Bronfman has submitted a $4.3 billion offer for National Amusements, the company through which Redstone’s family controls the media giant, and a minority stake in Paramount Global, according to people familiar with the situation.
As part of the offer, Bronfman has proposed buying National Amusements in an equity deal valued at $1.75 billion, equal to what Skydance has offered for Redstone’s company, plus investing $1.5 billion onto Paramount’s balance sheet, also similar to what Skydance has offered, the people said.
The figure also would cover a $400 million breakup fee owed if Paramount chooses to go with an offer other than Skydance.
Bronfman, who formerly ran Warner Music and liquor giant Seagram, has secured financing commitments primarily from high net-worth individuals and family offices, the people said. He has also teamed up with movie producer Steven Paul, who previously expressed interest in National Amusements.
The new offer marks the latest twist in a monthslong effort to sell Paramount, which owns CBS, cable networks Comedy Central and Nickelodeon, the Paramount+ streaming service and movie studio.
Last month, Redstone agreed to sell National Amusements to Skydance Media, run by David Ellison, the son of billionaire Oracle co-founder Larry Ellison. Under that deal, Skydance and its investors have agreed to spend more than $8 billion to acquire National Amusements and then merge Skydance into Paramount, creating a new iteration of the iconic business.
Under the terms of that deal, Skydance agreed to buy National Amusements in a transaction with an equity value of $1.75 billion. Skydance and its investors agreed to put $1.5 billion on Paramount’s balance sheet, which it can use to pay down debt.
Skydance is committing another $4.5 billion that Paramount can use for an offer to buy out about 50% of nonvoting shares at $15 each, or can roll into the new company. Non-Redstone voting shareholders would be eligible to cash out for $23 a share or roll into the new company as nonvoting shareholders.
The Skydance deal is subject to a “go-shop period,” when other potential buyers can make offers, which ends on Wednesday.
Now it is up to a special committee of directors at Paramount to decide if Bronfman’s bid “is or would reasonably be expected to lead to a superior proposal,” relative to Skydance’s offer, and thus warrants extending the go-shop period for another two weeks, according to the Skydance deal terms.

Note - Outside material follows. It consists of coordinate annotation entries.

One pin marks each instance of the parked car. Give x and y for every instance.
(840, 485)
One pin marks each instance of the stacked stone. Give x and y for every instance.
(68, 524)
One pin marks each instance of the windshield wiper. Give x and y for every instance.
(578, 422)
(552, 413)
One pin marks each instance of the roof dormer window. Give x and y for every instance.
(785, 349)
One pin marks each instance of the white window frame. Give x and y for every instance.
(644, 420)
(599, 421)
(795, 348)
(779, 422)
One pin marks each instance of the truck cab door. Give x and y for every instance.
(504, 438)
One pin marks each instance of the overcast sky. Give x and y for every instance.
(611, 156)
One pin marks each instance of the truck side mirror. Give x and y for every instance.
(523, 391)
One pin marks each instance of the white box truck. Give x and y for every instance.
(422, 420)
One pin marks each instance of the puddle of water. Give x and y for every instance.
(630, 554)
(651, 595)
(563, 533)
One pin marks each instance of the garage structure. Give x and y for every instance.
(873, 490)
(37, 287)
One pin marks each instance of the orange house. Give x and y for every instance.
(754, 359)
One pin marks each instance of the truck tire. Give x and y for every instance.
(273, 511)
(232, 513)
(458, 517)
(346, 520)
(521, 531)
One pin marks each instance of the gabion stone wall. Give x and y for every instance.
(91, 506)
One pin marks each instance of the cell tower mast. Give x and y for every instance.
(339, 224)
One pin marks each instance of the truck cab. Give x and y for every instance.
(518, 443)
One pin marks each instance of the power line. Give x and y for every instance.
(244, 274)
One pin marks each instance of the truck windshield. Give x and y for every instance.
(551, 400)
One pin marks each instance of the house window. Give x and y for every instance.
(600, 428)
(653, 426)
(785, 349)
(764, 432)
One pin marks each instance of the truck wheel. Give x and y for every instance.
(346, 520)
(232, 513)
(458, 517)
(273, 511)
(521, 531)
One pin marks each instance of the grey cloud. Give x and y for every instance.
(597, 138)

Skydance declined to comment.
Bronfman’s pitch is that his deal is better for Paramount shareholders because they wouldn’t be diluted like they would be in the Skydance deal, under which Paramount would buy Skydance in an all-stock transaction. Many Paramount shareholders have voiced concerns about the Skydance deal because they say it is a sweetheart deal for Redstone.
In a letter sent on Monday evening, Bronfman related to Paramount’s special committee that he has financing commitments for about $5 billion, the people said.

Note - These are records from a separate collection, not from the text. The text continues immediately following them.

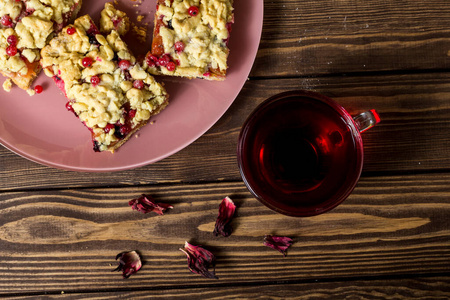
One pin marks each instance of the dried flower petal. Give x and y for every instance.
(200, 260)
(129, 263)
(279, 243)
(226, 213)
(146, 204)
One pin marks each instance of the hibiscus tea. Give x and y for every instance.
(300, 153)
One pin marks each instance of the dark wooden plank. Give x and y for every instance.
(412, 137)
(417, 288)
(328, 36)
(67, 240)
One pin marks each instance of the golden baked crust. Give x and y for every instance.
(107, 89)
(25, 28)
(190, 38)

Bronfman still faces a significant challenge in getting the deal done. Under the terms of Redstone’s deal with Skydance, Skydance has the right to improve the terms of its deal.
Bronfman, who has served as the executive chairman of sports-centric streaming service Fubo since 2020, has discussed bringing in new partners from the technology and other industries for possible strategic partnerships, should he take over Paramount, The Wall Street Journal previously reported.
Bronfman separately scored a major victory last week following his company Fubo’s suit against Warner Bros. Discovery, Fox Corp.and Disney for announcing the launch of a joint venture earlier this year. On Friday, a judge blocked the new sports streaming service from debuting, dealing a major blow to the three companies’ efforts.